Naval believes you should work with your natural inclinations, not against them. Fighting your nature is wasted energy.

“Everyone is a natural at something”. Your inner desires point toward these gifts. “We’re all familiar with that phrase, a natural. ‘Oh, this person is a natural at meeting men or women, this person is a natural socialite, this person is a natural programmer, this person is a natural reader’“.

“You want to be able to take the things that you are natural at and combine them so that you automatically, just through sheer interest and enjoyment, end up top 25% or top 10% or top 5% at a number of things”. This builds systems that run themselves.

“The more you do things that are natural to you, the less competition you have. You escape competition through authenticity by being your own self”

This creates infinite leverage. No one can copy your authentic self.

This creates specific knowledge. “You have to do what is very natural to you”. Working for yourself amplifies this: “When you are working for yourself, you’ll also naturally tend to pick things and do things in a way that aligns with who you are and what your specific knowledge is”.

“Authenticity naturally gets you away from competition”. The connection is simple: no one else is you. This breaks the zero-sum game.

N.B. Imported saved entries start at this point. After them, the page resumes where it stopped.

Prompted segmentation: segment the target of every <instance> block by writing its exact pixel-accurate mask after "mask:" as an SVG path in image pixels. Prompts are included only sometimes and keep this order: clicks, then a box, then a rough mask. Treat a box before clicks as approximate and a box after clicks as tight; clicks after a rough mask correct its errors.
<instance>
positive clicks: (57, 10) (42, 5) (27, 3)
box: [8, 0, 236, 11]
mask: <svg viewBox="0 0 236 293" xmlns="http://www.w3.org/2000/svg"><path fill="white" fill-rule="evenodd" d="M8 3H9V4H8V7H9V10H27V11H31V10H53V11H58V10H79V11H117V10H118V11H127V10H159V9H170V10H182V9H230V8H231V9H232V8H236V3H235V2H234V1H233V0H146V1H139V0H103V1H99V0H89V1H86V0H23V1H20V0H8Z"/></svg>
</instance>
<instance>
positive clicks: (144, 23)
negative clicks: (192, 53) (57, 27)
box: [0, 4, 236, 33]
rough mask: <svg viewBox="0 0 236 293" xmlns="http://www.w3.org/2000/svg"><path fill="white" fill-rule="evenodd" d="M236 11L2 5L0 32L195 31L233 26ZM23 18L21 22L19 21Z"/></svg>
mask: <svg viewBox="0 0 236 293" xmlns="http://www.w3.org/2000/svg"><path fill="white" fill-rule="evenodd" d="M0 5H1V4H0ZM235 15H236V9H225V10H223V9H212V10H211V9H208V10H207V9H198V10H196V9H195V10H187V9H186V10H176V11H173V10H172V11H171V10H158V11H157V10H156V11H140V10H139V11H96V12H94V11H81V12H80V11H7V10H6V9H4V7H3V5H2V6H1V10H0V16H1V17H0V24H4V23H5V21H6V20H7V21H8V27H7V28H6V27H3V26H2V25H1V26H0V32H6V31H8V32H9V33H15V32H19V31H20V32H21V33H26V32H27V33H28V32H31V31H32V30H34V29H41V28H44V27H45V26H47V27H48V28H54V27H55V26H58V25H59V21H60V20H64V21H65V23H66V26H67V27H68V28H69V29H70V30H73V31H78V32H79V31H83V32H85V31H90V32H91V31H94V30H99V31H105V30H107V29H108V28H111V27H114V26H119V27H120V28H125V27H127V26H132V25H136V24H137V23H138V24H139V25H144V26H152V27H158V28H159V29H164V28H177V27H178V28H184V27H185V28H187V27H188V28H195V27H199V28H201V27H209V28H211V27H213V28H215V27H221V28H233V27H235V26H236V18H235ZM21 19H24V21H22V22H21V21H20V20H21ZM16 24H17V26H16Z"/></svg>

Naval uses evolution to define natural. We’re programmed by nature: “You’re evolved to wake up to the sunrise”. “We’re not evolved to bleed a little bit every day”. “In the natural environment, you’re hardwired to be pessimistic” to avoid predators. Understanding this code helps you work with it.

He applies this to business. “Network effect businesses are natural monopolies”. They work with human nature, not against it. This is pure game theory: aligning incentives with natural behavior.

Naval learned to trust natural judgment. “Your natural instincts on what to do with your child are actually pretty good”. Better than following expert media.

The goal is “founder-product-market fit, where you are naturally inclined to to build the right product for a market”. This requires deep self-knowledge through continuous iteration.

Naval discovered his own unnatural pattern: “When I was a kid in Queens and I had no money and I had nothing, and I needed to save myself, the way I got out was by sounding smart. Not being smart, sounding smart”. This social signaling created internal conflict.

“When you understand something, then it naturally calms you down”. Deep understanding breaks negative behavioral loops. This insight compounds: recognizing one unnatural pattern reveals others.